The district of Savaneta: A quick history guide to the island’s first capital

265805 Pinchos- PGB promo Banner (25 x 5 cm)-5 copy

(Oranjestad)—Before Oranjestad became the island nation’s capital, Aruba’s first capital was the district of Savaneta. Here is where the cultural identity of Aruba was born, and from where the rest of the island developed into what it is today.

Savaneta is said to have been the first place where the Caquetio inhabitants first stepped foot on the island. Though there isn’t hard evidence to back this up, but considering the legend of the Cacique Arua, it is believed that there were already movements on Aruba—and Savaneta—around 88 AD.

The Caquetios probably made their way to the island either from Venezuela, Colombia or other Caribbean islands in the region, but with good weather it was relatively easy for them to travel back and forth in their canoes. So, since the Caquetios discovered the island, Aruba found her first form of civilization.

It wasn’t until 1499 when Aruba met another group of people who set foot on the island: the Spanish explorer Alonso de Ojeda. De Ojeda first took notice of Aruba off the coast of Venezuela, during his exploration of the Latin American country. This was on August 9th, 1499. However, de Ojeda didn’t actually sail to the island till 4 days later, on August 23rd, 1499. This was the beginning of the Spanish era on Aruba (1499-1636).

Alonso usually didn’t stop at every island or land he saw, especially not in the Caribbean. He would often take notice of land from afar and continue sailing. However, Aruba was an exception. He had heard that there were “quebracho” trees on the island, which were commonly used to produce dye or paint. But since these trees could not be found in Savaneta, he continued to search in the area of what is now known as Santa Cruz. The best way to transport the tree barks was via a route passing through Savaneta, and so the first road between Savaneta and Santa Cruz was made.

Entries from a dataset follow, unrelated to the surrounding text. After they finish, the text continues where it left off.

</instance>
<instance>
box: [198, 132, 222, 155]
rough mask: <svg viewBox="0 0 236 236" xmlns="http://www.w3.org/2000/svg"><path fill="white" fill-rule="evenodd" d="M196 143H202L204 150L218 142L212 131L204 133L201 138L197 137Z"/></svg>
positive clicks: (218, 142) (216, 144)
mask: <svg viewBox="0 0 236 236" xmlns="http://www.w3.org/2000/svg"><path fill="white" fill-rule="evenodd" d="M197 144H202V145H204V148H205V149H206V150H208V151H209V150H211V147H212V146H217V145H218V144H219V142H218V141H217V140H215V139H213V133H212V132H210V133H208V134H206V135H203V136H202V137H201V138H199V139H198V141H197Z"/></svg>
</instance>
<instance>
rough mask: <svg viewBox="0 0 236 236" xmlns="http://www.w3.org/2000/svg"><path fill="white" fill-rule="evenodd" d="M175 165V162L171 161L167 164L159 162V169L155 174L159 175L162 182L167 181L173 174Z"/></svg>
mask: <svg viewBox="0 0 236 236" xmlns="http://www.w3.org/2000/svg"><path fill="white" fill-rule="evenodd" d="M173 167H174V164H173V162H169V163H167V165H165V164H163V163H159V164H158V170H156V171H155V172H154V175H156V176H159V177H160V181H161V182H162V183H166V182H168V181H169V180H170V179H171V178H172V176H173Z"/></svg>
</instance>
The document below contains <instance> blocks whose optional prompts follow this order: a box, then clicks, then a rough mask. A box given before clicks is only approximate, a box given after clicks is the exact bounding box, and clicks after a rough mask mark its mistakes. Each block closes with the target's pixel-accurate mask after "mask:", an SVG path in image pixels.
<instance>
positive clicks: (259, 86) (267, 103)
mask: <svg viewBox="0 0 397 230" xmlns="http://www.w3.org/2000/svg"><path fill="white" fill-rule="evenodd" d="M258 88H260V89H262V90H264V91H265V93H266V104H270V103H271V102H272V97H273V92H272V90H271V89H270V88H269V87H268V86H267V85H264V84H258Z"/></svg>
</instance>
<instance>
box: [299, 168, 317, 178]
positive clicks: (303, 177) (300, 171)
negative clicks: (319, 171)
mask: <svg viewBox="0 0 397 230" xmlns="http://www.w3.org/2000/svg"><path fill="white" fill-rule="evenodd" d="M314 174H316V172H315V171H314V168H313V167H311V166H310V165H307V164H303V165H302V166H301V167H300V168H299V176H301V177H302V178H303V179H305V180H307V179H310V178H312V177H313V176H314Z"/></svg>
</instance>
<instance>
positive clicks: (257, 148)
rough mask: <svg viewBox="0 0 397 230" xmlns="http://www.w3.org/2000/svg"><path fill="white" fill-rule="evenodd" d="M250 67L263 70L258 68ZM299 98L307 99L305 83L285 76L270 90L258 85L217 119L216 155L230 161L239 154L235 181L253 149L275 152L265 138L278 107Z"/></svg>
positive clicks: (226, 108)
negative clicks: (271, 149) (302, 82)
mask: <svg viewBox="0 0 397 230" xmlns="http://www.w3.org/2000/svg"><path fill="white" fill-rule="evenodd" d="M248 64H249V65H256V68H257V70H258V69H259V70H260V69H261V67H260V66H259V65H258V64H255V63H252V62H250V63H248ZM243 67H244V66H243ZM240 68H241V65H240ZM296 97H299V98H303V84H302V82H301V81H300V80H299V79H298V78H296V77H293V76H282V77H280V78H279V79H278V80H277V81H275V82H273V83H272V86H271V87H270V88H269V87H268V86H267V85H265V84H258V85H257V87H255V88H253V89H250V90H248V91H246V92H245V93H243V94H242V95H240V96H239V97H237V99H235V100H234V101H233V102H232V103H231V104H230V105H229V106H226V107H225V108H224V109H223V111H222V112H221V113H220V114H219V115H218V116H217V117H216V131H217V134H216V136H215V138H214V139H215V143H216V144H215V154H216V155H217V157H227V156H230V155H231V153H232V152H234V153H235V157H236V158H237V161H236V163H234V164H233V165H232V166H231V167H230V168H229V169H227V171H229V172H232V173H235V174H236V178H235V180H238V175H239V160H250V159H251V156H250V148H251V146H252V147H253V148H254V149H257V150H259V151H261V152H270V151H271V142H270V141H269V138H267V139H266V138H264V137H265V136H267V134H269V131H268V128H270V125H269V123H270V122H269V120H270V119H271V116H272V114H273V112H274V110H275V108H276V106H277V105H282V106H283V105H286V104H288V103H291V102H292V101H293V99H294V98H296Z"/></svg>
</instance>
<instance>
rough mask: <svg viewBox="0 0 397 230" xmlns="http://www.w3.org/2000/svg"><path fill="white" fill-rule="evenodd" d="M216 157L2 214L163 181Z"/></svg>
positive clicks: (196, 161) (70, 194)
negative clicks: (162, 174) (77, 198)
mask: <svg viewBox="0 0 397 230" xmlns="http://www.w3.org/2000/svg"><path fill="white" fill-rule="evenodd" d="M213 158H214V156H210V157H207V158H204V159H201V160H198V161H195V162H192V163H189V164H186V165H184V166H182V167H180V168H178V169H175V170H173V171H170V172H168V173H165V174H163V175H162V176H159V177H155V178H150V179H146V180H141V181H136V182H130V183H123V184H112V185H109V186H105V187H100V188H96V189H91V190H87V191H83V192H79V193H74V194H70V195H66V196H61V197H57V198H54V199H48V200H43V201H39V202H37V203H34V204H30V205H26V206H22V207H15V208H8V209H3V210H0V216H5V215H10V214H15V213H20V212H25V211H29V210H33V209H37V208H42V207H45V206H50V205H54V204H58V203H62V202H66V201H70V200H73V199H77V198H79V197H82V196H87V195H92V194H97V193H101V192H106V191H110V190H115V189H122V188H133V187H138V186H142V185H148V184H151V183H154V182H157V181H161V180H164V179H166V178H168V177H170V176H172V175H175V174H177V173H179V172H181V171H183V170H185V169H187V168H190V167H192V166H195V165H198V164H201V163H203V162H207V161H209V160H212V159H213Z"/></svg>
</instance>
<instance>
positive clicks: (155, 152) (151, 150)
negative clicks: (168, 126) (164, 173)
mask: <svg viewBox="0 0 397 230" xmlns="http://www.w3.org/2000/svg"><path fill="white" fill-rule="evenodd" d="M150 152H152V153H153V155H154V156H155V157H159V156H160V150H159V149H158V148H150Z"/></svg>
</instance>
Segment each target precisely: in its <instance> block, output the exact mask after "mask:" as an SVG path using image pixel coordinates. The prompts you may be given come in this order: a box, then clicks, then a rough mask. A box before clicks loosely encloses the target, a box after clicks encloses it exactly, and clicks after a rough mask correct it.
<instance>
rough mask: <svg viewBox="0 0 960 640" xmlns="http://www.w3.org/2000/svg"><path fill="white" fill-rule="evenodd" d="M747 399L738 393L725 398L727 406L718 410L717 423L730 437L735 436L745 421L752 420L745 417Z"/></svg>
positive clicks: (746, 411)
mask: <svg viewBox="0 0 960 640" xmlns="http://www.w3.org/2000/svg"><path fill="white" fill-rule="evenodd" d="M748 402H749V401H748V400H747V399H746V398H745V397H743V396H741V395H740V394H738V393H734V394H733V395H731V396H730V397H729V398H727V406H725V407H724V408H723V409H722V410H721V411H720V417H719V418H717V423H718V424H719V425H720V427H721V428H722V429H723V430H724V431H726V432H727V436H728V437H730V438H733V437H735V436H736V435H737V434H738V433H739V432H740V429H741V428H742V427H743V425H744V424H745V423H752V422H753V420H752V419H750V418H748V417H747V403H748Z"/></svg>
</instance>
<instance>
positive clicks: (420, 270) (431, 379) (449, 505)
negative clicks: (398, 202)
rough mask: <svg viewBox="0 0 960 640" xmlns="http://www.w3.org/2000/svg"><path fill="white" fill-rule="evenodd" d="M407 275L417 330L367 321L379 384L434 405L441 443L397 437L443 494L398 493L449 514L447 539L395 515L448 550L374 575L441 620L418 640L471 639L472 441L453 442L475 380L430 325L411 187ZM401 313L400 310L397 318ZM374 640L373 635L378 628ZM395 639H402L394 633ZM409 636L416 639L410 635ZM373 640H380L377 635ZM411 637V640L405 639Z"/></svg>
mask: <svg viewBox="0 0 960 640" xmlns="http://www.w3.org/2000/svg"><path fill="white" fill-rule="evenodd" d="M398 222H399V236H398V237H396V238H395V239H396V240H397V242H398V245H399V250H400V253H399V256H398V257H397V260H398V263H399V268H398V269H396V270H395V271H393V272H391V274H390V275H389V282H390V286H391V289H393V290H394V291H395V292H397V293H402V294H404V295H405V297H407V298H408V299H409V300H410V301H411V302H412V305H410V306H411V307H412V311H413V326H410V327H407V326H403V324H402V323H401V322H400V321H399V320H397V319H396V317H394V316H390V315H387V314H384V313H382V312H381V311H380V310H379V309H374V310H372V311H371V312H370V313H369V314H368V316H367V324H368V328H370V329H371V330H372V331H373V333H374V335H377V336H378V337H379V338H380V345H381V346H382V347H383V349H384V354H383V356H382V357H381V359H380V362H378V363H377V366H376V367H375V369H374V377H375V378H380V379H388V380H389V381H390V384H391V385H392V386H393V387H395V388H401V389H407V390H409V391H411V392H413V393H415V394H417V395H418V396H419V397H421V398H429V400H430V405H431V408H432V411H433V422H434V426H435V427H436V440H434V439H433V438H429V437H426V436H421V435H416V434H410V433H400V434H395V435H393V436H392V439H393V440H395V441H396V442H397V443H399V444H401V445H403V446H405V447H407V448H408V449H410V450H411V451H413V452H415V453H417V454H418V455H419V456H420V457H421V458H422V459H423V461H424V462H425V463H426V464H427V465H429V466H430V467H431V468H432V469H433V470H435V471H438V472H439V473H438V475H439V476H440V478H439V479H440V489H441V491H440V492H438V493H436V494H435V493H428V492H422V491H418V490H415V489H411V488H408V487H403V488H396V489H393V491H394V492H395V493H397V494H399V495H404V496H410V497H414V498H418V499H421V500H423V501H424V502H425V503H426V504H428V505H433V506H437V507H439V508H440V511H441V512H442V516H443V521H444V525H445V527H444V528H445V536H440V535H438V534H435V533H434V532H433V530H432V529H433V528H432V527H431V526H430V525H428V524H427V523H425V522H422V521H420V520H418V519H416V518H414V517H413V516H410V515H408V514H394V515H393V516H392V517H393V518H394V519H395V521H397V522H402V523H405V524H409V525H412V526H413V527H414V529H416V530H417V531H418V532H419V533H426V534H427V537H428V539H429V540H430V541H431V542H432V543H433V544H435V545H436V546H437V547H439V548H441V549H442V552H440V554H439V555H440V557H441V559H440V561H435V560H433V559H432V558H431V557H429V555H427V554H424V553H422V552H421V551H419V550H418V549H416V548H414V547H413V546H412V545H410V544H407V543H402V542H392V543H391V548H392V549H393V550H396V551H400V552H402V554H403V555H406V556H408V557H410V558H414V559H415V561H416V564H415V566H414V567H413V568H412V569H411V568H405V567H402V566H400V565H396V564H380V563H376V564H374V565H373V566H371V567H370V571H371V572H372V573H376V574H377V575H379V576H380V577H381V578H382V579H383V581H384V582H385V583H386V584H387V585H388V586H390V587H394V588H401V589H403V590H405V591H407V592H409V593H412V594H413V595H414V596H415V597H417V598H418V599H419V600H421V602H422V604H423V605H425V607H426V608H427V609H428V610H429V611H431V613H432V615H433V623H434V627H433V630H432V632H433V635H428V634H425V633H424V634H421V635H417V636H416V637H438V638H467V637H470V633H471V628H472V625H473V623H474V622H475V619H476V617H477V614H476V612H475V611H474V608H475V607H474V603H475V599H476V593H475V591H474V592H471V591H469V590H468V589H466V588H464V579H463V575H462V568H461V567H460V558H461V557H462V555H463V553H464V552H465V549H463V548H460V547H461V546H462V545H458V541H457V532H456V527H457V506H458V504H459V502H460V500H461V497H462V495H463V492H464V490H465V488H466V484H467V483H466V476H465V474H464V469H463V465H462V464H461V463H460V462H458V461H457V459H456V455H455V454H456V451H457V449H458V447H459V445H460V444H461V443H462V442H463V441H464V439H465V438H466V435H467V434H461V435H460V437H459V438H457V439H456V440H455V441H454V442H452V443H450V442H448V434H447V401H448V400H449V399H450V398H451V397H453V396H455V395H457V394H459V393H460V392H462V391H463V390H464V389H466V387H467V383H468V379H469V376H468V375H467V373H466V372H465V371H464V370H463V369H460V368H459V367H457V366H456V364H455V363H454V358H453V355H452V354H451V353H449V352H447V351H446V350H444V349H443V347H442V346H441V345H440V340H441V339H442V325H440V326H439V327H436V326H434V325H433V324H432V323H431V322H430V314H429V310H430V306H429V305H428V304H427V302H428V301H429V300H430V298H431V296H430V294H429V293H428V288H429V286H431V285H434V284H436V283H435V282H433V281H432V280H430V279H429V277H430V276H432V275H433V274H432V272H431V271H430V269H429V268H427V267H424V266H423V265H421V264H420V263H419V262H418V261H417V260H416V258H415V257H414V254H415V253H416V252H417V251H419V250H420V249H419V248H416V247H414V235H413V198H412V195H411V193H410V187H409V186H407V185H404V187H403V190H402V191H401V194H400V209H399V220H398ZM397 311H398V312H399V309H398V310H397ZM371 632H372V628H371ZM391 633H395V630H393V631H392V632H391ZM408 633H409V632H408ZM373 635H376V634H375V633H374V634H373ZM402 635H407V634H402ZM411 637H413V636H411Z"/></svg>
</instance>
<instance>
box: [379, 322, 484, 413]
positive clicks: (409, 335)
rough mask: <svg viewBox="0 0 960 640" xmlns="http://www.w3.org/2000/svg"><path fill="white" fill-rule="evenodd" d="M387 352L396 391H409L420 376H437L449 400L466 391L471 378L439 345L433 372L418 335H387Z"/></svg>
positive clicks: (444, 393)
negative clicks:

The Dutch colonial era (1636-1805)
During the 80-year war between The Netherlands and Spain, Dutch explorers and merchants began to travel to the ABC islands. Once they landed in Aruba, they deported the small Arawakan and Spanish community that was living on the island. This was the beginning of colonization of the ABC islands by the Dutch empire. Around the same, the West Indian Company (WIC) was born. Bonaire and Curacao were mostly used for plantations, where the Dutch had transported slaves from Africa. Aruba, on the other hand, was mostly used to raise cattle and to house the haring factory. The Dutch had often forced the indigenous community to work for them.

In 1636, when the Netherlands won the war against Spain, the country surrendered the islands to the Dutch.

The Dutch administration appointed the island’s first commander, an Irish man named N. Williams. Because the Dutch were interested in other Caribbean islands and countries in South America, they imported Dutch merchants and business men, all of whom resided in Savaneta. This way, Savaneta officially became the island’s first capital.

However, at the end of the 18th century, the commander at the time, J.R. Lauffer, moved his office to what is now “Horse Bay” in Oranjestad. Because the highest office on the island moved away from Savaneta, the capital lost its title to what was called then Playa.

How Savaneta got its name

The name Savaneta probably has a Spanish origin. It was said that when the Spanish climbed a hill called Yara, they saw that the area was mostly open and had no big trees. In Spanish, such a land area is called a “sabana”.

Because of its land surface, Savaneta was a great place to construct cattle farms. From here, the farmer culture on Aruba was born. Before the Aruban Gold Rush and the construction of the Refinery in San Nicolas, most residents were farmers, and Savaneta had many inhabitants that farmed fruits and vegetables. They also continued the tradition of raising cattle, like goat, sheep, pigs and horses. Savaneta was one of the first places on the island to have a general farming culture. From this culture, many other traditions were born, like the Dera Gay Holiday that we celebrate every year on June 24th.